Differntiation! Bloody Confusing!

HI guys help me out here with some differentitaion problems i'll post here what i have done and show me the way to go thanks
1. find dx/dt where x=(4-t)^5t

i tried using the chain rule but it doesn't work though cos you got that t constant do i use the logarithic way of differntiation so log X=5t*log(4-t) then i diff this?

2. A red car is traveling east towards an intersection at a speed of 80km/hr while a blue car simultaneously traveling north away from the intersection at a speed of 60 km/hr. If the red car is 4km from the intersection and the blue car is 3km from the intersection what is the rate of change the cars are changing?

i drew pictures of this then started to think to try and use pythagoras and possibly use some differentiation there applying the direction changes of negatives and positive but got lost and somebody point me the steps on to solve this problem thanks

 

[whozum]

1. Try implicit differentiation
2. Set up a system of equations. I assume you meant RoC of the distance between the cars.

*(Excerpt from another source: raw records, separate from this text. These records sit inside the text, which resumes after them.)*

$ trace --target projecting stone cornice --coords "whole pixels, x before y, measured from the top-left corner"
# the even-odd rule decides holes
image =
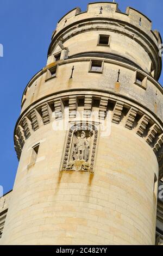
[[[159,153],[163,146],[163,124],[155,115],[136,102],[131,102],[130,99],[120,95],[102,92],[86,91],[87,93],[85,93],[85,90],[69,90],[67,93],[65,92],[46,97],[23,113],[17,122],[14,132],[18,158],[21,156],[26,141],[33,133],[36,132],[43,125],[64,118],[65,107],[69,107],[69,118],[71,120],[76,118],[79,101],[83,99],[82,105],[80,103],[80,106],[83,104],[83,107],[82,120],[90,118],[96,101],[99,123],[106,118],[110,111],[112,123],[132,130],[142,138],[153,150],[160,162]],[[160,173],[162,173],[161,166],[160,168]]]
[[[91,54],[96,54],[96,56],[88,56],[90,55]],[[79,54],[77,54],[77,56],[70,56],[70,58],[66,60],[61,60],[58,62],[54,62],[53,63],[51,63],[50,65],[48,65],[46,66],[45,66],[42,70],[39,71],[36,75],[35,75],[30,80],[29,83],[28,83],[27,87],[26,87],[22,98],[22,103],[23,103],[23,96],[25,95],[26,92],[27,92],[27,90],[28,88],[30,88],[33,84],[36,81],[36,80],[40,77],[41,77],[46,72],[47,72],[47,70],[48,69],[50,69],[53,66],[55,66],[55,65],[58,65],[61,66],[62,65],[66,65],[68,63],[75,63],[77,62],[90,62],[90,60],[91,59],[94,59],[98,58],[99,60],[104,60],[104,63],[110,63],[110,64],[112,64],[114,65],[116,65],[117,66],[117,67],[123,67],[125,68],[128,69],[128,70],[130,70],[134,71],[139,71],[141,74],[143,74],[145,76],[147,77],[147,79],[150,81],[151,82],[153,83],[153,84],[156,87],[156,88],[159,90],[159,91],[163,95],[163,88],[161,87],[161,86],[159,84],[158,82],[157,82],[152,76],[149,75],[148,73],[142,71],[141,69],[140,69],[139,67],[136,68],[136,66],[134,66],[134,63],[127,63],[127,59],[124,58],[123,61],[122,60],[122,57],[121,57],[122,59],[118,59],[118,56],[117,56],[117,59],[113,59],[112,57],[109,58],[110,56],[110,53],[109,53],[107,54],[107,58],[105,57],[105,56],[103,56],[102,57],[103,54],[104,54],[104,52],[82,52],[79,53]],[[86,54],[85,57],[84,57],[83,54]],[[97,57],[97,55],[98,54],[99,57]],[[81,57],[80,57],[80,55],[81,55]],[[136,64],[135,64],[136,65]],[[58,92],[59,93],[59,92]]]
[[[91,22],[90,22],[91,21]],[[59,41],[65,42],[72,37],[89,31],[103,31],[121,34],[130,38],[140,44],[149,55],[153,62],[154,68],[157,71],[155,78],[157,80],[160,76],[162,62],[159,56],[158,45],[147,34],[142,32],[138,27],[135,27],[128,22],[116,20],[111,18],[94,17],[78,21],[63,28],[55,34],[48,52],[48,56],[53,52]],[[159,63],[156,68],[156,63]]]

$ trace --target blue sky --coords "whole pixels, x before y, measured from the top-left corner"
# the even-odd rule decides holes
[[[13,132],[23,90],[30,78],[46,65],[52,32],[58,21],[74,7],[86,10],[86,0],[0,0],[1,169],[4,193],[12,189],[18,166]],[[107,2],[107,1],[103,1]],[[111,2],[110,1],[110,2]],[[122,11],[130,6],[153,21],[163,36],[162,0],[118,0]],[[163,84],[163,75],[160,83]]]

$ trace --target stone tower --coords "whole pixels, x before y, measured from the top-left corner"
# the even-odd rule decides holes
[[[161,42],[148,17],[115,3],[60,19],[23,95],[2,244],[154,244]]]

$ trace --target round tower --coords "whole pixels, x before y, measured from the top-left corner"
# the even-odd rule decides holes
[[[148,17],[115,3],[60,19],[23,95],[2,244],[154,244],[161,43]]]

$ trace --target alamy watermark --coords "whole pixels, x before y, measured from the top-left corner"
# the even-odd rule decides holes
[[[158,198],[163,200],[163,185],[160,185],[158,188]]]

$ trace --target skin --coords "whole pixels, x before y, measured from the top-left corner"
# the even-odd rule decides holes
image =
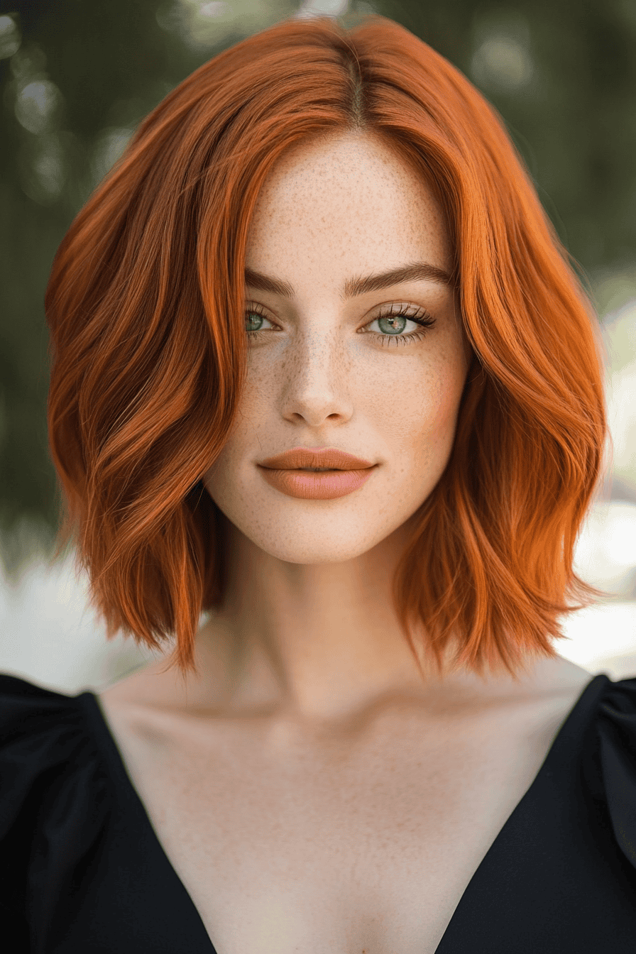
[[[230,710],[257,701],[310,725],[441,688],[422,655],[418,669],[390,583],[409,520],[453,444],[470,356],[458,296],[431,280],[348,300],[342,290],[352,277],[414,261],[449,273],[451,252],[426,182],[373,135],[303,144],[262,188],[245,264],[294,294],[246,286],[248,311],[257,305],[266,319],[250,341],[236,425],[205,475],[226,518],[230,570],[226,606],[197,638],[196,681],[212,680]],[[435,324],[408,321],[403,335],[423,334],[387,342],[386,323],[375,319],[392,305],[425,310]],[[371,331],[384,332],[384,342]],[[256,465],[299,445],[380,466],[348,496],[293,499]],[[441,688],[479,685],[459,672]],[[508,691],[509,677],[492,682],[502,686]]]
[[[446,283],[344,301],[347,280],[450,268],[427,185],[367,135],[273,170],[247,288],[236,425],[205,476],[224,514],[228,598],[195,638],[197,674],[165,660],[100,693],[127,770],[217,950],[434,954],[488,847],[590,675],[557,656],[515,681],[421,672],[390,583],[409,521],[452,447],[469,352]],[[380,306],[435,324],[382,345]],[[371,323],[373,322],[373,323]],[[403,333],[416,330],[406,324]],[[386,325],[383,326],[386,333]],[[335,500],[274,489],[256,462],[328,446],[378,463]]]

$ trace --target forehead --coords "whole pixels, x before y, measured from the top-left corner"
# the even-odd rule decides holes
[[[450,269],[446,224],[424,177],[381,140],[333,135],[271,170],[250,225],[248,267],[326,280],[417,259]]]

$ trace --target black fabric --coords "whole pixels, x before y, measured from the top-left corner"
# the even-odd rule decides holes
[[[0,923],[10,954],[215,954],[94,695],[3,674]],[[437,949],[538,952],[636,952],[636,678],[590,679]]]

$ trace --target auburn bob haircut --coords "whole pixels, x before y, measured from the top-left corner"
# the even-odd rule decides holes
[[[257,64],[257,69],[256,65]],[[595,318],[502,120],[451,64],[371,16],[288,20],[205,63],[142,122],[75,218],[46,293],[58,547],[118,631],[195,668],[224,591],[200,478],[245,382],[244,255],[290,147],[380,136],[439,195],[473,359],[446,469],[416,517],[394,600],[413,649],[513,675],[553,656],[594,592],[573,547],[605,437]],[[572,602],[572,599],[578,604]]]

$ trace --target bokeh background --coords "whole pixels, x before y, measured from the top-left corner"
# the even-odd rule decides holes
[[[559,652],[636,674],[635,0],[0,0],[0,670],[76,692],[151,658],[106,641],[72,553],[50,562],[43,297],[64,233],[141,118],[201,63],[289,16],[373,11],[496,106],[596,304],[612,440],[577,566],[605,595],[568,619]]]

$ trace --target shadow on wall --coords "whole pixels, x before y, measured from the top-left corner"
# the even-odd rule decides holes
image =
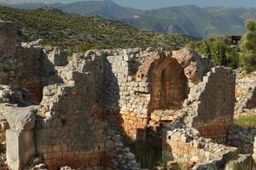
[[[188,97],[188,80],[176,59],[155,61],[148,71],[149,113],[154,110],[178,110]]]

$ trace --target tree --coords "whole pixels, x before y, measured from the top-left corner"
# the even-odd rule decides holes
[[[240,62],[247,72],[256,71],[256,20],[246,22],[246,34],[241,40]]]

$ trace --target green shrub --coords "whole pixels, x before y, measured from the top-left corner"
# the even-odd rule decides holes
[[[256,71],[256,20],[246,23],[246,34],[241,41],[240,62],[247,72]]]

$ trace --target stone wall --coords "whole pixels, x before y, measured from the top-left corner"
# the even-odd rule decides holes
[[[180,122],[166,126],[163,138],[163,161],[171,169],[224,169],[237,159],[236,148],[212,143]]]
[[[218,143],[225,142],[228,128],[233,123],[235,81],[232,70],[214,67],[198,85],[195,94],[191,94],[198,100],[193,104],[196,116],[192,127]]]
[[[256,129],[233,125],[229,129],[226,143],[229,145],[237,147],[240,153],[253,154],[255,136]]]

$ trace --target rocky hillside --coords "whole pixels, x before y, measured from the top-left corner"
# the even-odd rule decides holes
[[[1,20],[18,24],[19,42],[43,38],[46,44],[72,52],[149,46],[177,49],[191,42],[183,36],[141,31],[119,21],[96,16],[74,16],[52,8],[24,10],[0,7]]]
[[[13,7],[35,9],[45,3],[15,4]],[[247,19],[256,17],[256,8],[207,7],[195,5],[138,10],[116,4],[113,1],[85,1],[47,4],[67,13],[84,16],[99,15],[119,20],[140,29],[164,33],[209,37],[217,34],[242,35]]]

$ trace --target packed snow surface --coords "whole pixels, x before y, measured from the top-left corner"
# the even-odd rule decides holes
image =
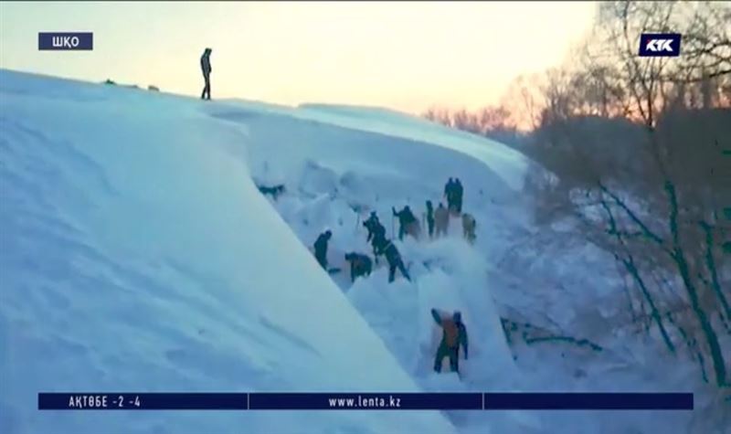
[[[606,255],[530,244],[543,236],[522,190],[532,165],[501,143],[383,109],[199,101],[7,70],[0,131],[0,432],[728,426],[700,429],[688,412],[40,412],[39,391],[686,391],[697,372],[607,332],[621,298]],[[475,244],[454,217],[445,238],[396,241],[413,281],[388,284],[380,263],[351,282],[344,255],[371,253],[370,211],[392,238],[392,206],[422,218],[450,176]],[[276,199],[257,189],[277,185]],[[308,251],[325,228],[332,276]],[[431,308],[462,312],[461,378],[432,371]],[[504,320],[602,351],[508,343]]]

The distance formula will probably come in handy.

Eq of motion for the cars are
x1 = 80t + 4
x2 = 60t - 3

The distance btwn the two functions as a function of time is the distance between the coordinates of x1 and x2 at any given time.

 

[dagg3r]

hmm how can you do implicit differentiation when its to the power of 5t? i tried to the log way and got this

lnx=5tloge(4-t)
then used product rule with u=5t v=loge(4-t)

dy/dx=(4-t)^5t * [ 5t(-1/4-t) + 5ln(4-t) ]

realling long and ugly i think i did it wrong reckon somebody can show me how to apply
implicit differentiation usually i can do it but got confused with the power of 5t

 

[whozum]

Type in (4-t)^(5t) into http://www.calc101.com/webMathematica/derivatives.jsp and change the variable from 'x' to 't'

 

[HallsofIvy]

hmm how can you do implicit differentiation when its to the power of 5t? i tried to the log way and got this

lnx=5tloge(4-t)
then used product rule with u=5t v=loge(4-t)

dy/dx=(4-t)^5t * [ 5t(-1/4-t) + 5ln(4-t) ]

realling long and ugly i think i did it wrong reckon somebody can show me how to apply
implicit differentiation usually i can do it but got confused with the power of 5t

Of course, you DON'T mean "dy/dx"

[tex]\frac{1}{ln x} \frac{dx}{dt}= 5 ln(4-t)- \frac{5t}{4-t}[/tex]
so
[tex]\frac{dx}{dt}= (4-t)^{5t}(5 ln(4-t)- \frac{5t}{4-t})[/tex]

looks like just what you have.

 

[OlderDan]

Of course, you DON'T mean "dy/dx"

[tex]\frac{1}{ln x} \frac{dx}{dt}= 5 ln(4-t)- \frac{5t}{4-t}[/tex]
so
[tex]\frac{dx}{dt}= (4-t)^{5t}(5 ln(4-t)- \frac{5t}{4-t})[/tex]

looks like just what you have.

And of course you don't mean [tex]\frac{1}{ln x} \frac{dx}{dt}[/tex]

You mean

[tex]\frac{d}{dt} ln x =\frac{1}{x} \frac{dx}{dt}= 5 ln(4-t)- \frac{5t}{4-t}[/tex]
so
[tex]\frac{dx}{dt}= (4-t)^{5t}(5 ln(4-t)- \frac{5t}{4-t})[/tex]

 

[HallsofIvy]

Oops: [tex]\frac{1}{x}\frac{dx}{dt}[/tex]